Far classes
    Thomas Stüfe 
    thomas.stuefe at gmail.com
       
    Sat Jul 13 07:57:51 UTC 2024
    
    
  
Hi John,
On Sat, Jul 13, 2024 at 1:44 AM John Rose <john.r.rose at oracle.com> wrote:
> On 12 Jul 2024, at 6:46, Thomas Stüfe wrote:
>
> > Hi John,
> >
> > Sorry for the late response, I have been busy with other Lilliput
> aspects.
> >
> > Thanks again for your great ideas!
>
> It’s a pleasure.
>
> > Let's see if I get this right. The base idea is to use joint encoding to
> > take the sting out of losing half of the whole nKlass value range for
> near
> > classes with the "is-far-class" signal bit; and the fact (obvious now but
> > it did not occur to me) that we can just insert the Klass* into *every*
> > large class, near or far, since the overhead paid depends on instance
> size.
>
> Yes, and your example is correct.  I would prefer to make one change
> in the joint encoding, because I think it would lead to faster decoding.
> See inline.
>
> > Let's say I have 16-bit nKlass - (I need a different name now for the
> datum
> > in the mark word since in case of a far class, this is not a nKlass ID.

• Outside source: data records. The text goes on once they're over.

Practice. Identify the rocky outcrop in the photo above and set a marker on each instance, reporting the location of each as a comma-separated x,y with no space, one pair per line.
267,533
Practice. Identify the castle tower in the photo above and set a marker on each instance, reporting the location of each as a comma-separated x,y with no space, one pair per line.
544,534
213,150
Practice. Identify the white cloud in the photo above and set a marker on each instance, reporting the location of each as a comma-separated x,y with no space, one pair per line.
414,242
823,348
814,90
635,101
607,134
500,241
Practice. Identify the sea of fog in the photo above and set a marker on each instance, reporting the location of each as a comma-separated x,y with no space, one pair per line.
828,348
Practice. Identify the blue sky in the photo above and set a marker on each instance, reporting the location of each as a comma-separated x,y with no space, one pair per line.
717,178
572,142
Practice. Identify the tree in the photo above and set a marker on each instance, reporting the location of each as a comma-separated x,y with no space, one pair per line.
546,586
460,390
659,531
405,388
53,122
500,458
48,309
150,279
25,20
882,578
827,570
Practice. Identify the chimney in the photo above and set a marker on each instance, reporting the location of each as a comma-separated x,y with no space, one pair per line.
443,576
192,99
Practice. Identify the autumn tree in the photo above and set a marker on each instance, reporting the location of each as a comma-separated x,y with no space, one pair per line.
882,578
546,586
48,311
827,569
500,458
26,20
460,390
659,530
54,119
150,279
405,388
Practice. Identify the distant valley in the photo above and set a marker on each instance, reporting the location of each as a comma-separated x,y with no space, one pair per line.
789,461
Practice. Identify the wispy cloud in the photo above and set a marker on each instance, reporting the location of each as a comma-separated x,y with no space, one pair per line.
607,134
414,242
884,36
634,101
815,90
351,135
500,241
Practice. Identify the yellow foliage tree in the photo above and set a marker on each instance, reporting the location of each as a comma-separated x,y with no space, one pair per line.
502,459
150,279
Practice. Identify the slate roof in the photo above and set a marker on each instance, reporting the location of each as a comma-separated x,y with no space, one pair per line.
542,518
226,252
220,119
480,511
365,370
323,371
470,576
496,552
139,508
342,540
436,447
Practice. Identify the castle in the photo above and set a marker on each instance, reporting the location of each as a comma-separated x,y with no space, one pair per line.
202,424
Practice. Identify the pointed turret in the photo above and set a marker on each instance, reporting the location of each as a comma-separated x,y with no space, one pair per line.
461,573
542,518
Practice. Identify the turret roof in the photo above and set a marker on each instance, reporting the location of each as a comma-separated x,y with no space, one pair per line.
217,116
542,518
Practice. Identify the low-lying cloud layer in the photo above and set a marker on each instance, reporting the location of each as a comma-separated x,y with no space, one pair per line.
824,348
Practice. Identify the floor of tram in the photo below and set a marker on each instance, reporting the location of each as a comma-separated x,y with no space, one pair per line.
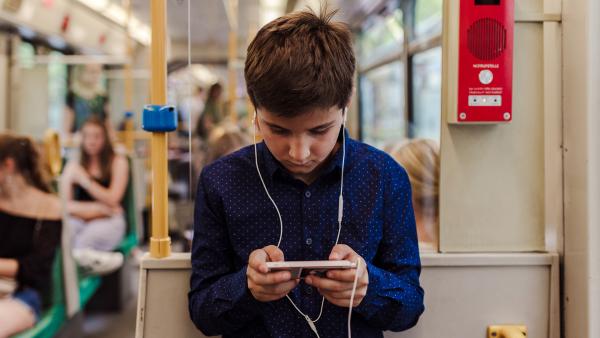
120,324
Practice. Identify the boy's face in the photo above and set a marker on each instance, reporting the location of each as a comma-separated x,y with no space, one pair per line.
301,143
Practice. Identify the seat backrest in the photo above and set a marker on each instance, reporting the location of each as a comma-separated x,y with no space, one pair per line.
128,203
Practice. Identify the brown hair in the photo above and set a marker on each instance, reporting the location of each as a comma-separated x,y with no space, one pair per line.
107,154
299,62
421,159
224,140
27,159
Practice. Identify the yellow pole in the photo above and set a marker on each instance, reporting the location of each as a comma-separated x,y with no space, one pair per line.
160,243
129,134
232,58
232,75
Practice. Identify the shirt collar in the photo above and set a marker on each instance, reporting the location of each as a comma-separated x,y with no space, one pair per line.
273,166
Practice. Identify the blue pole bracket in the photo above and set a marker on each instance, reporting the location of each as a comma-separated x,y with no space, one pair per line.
157,118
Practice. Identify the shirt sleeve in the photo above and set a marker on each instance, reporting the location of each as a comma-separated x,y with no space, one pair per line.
394,299
34,268
219,299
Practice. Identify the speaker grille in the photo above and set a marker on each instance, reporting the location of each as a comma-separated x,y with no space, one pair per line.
486,39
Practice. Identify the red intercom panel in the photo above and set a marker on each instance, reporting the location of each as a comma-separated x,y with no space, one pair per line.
485,61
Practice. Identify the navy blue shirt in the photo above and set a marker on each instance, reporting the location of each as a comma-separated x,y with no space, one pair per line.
233,217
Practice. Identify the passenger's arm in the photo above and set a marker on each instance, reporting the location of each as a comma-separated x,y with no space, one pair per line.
34,268
112,195
83,210
8,267
219,299
394,299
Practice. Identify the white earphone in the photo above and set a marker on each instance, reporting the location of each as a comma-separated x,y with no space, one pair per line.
311,322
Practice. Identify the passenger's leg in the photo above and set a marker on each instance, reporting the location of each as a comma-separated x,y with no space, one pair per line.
103,234
14,317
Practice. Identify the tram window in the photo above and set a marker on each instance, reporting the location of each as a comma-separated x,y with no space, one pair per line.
428,18
57,92
426,89
381,37
382,104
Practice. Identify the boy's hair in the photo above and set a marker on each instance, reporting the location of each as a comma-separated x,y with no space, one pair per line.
299,62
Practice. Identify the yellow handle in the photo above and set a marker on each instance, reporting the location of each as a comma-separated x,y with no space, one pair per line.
507,331
52,150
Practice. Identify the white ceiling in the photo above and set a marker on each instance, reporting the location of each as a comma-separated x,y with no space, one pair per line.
209,25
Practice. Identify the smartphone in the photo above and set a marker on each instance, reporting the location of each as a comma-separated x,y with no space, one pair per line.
301,269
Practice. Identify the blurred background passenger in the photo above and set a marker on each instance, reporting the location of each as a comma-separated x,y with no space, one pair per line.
94,187
213,111
191,106
420,158
225,139
86,98
30,232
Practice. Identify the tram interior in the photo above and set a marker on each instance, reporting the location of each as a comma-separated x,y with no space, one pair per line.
505,211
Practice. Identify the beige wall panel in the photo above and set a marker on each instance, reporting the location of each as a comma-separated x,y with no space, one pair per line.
31,115
581,48
492,176
4,80
485,288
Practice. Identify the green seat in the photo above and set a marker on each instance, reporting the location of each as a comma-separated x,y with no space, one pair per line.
52,318
130,240
88,285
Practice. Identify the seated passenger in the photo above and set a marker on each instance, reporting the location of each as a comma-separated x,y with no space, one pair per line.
224,140
30,232
94,187
421,159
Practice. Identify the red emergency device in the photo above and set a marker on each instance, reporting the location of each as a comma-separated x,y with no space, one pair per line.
485,61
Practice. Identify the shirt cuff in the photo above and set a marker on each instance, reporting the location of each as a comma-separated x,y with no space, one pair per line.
238,294
370,305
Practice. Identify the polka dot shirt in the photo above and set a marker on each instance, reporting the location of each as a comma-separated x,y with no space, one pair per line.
233,217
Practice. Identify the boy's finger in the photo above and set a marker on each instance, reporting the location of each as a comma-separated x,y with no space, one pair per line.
257,260
328,284
341,251
275,254
272,278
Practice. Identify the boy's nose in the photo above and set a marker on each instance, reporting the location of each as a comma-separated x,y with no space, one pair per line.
299,150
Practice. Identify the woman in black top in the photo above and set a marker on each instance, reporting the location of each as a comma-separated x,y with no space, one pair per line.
94,187
30,232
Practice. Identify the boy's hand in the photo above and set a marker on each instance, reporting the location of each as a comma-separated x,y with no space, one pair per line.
337,287
267,286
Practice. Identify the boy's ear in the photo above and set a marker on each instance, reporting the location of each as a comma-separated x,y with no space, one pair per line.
255,121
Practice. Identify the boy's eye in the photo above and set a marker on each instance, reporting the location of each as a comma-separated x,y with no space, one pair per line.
320,131
280,131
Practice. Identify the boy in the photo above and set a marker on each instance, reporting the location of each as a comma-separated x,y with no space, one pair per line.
299,74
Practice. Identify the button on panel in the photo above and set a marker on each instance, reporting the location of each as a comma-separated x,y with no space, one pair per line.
486,76
485,100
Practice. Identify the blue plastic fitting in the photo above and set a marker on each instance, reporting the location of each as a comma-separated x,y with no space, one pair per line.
156,118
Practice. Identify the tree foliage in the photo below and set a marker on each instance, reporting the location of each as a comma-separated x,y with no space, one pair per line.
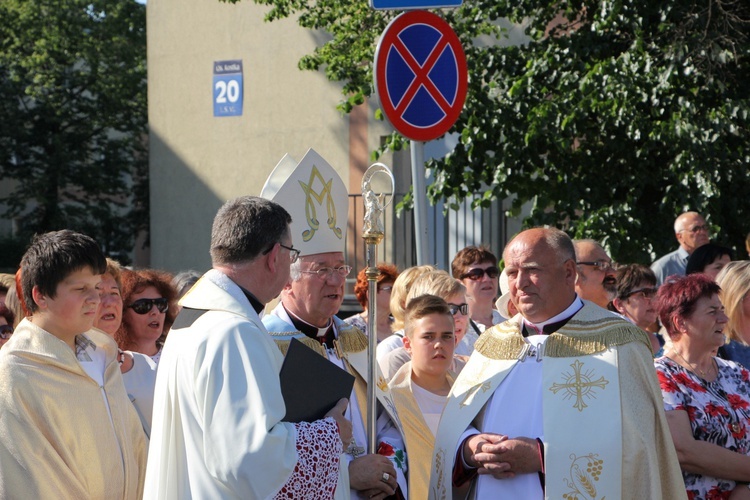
74,117
616,116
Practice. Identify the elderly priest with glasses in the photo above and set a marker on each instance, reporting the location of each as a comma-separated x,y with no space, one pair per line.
218,424
317,199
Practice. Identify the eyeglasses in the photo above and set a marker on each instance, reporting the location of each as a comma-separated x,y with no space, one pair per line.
293,252
648,293
601,265
143,306
6,331
325,273
456,308
695,229
477,273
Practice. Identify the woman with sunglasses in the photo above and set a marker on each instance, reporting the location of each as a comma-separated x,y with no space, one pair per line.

> > klassWord?) - a 16-bit klassWord, and reserve 8 bits for the
> > offset-into-klass.
>
> The header bits are a union, a bit-encoded selection between far
> and near: if near, which near class, and if far, where the far
> pointer is.  Maybe a good name for that is klassSelector or
> klassCode or klassLocator.
>
> > In that model:
> > a) the largest offset I can represent is 0xFF; counting in words and
> adding
> > 1 since I don't need offset 0 (its the header), the farthest I can point
> at
> > is word offset 256
> > a) any (near and far) class that is larger than 256 words will have an
> > empty Klass* slot injected at word offset 256
> > b) a far class with a small instance size will have a Klass* slot
> injected
> > and populated at the end end of the object
> > c) a far class whose instance size is > 256 will populate the Klass* slot
> > prepared by (a)
> > d) all far classes will set their klassWord to: lower 8 bits zero,
> higher 8
> > bits the capped-at-256 Klass* slot offset
> > e) all near classes will set their klassWord to their nKlass ID as we do
> > today
> > f) No near class can have a nKlass ID with all eight lower bits zero -
> > aligned to 8 bit - which reduces the number of valid nKlass IDs to (64k -
> > 256)
>
> I would change d) in order to get faster decoding logic.  (You might
> have misread my suggested get_klass method?)
>
> For a far class, the UPPER 8 bits should be zero and the LOWER should
> be the word-scaled offset.
>
> Here are the two decoding methods for the two design choices:
>
> Klass* get_klass_1(uint16_t klassCode) {
>   if ((klassCode & ((1<<8)-1)) == 0) {  // LOWER bits zero
>     size_t wordOffset = klassCode >> 8;  //EXTRA SHIFT
>     return ((Klass**)this)[wordOffset];
>   } else {
>     size_t nKlass = klassCode;  //WASTED ENCODINGS
>     return NEAR_CLASSES[nKlass];
>   }
> }
>
> Klass* get_klass_2(uint16_t klassCode) {
>   if ((klassCode & (-1<<8)) == 0) {  // UPPER bits zero
>     size_t wordOffset = klassCode;
>     return ((Klass**)this)[wordOffset];
>   } else {
>     size_t nKlass = klassCode - (1<<8);
>     return NEAR_CLASSES[nKlass];
>   }
> }
>
> The second might also enable a compact flow-free decoding:
>
> Klass* get_klass_3(uint16_t klassCode) {
>   bool_t is_near = klassCode < (1<<8);  // 8 upper bits zero?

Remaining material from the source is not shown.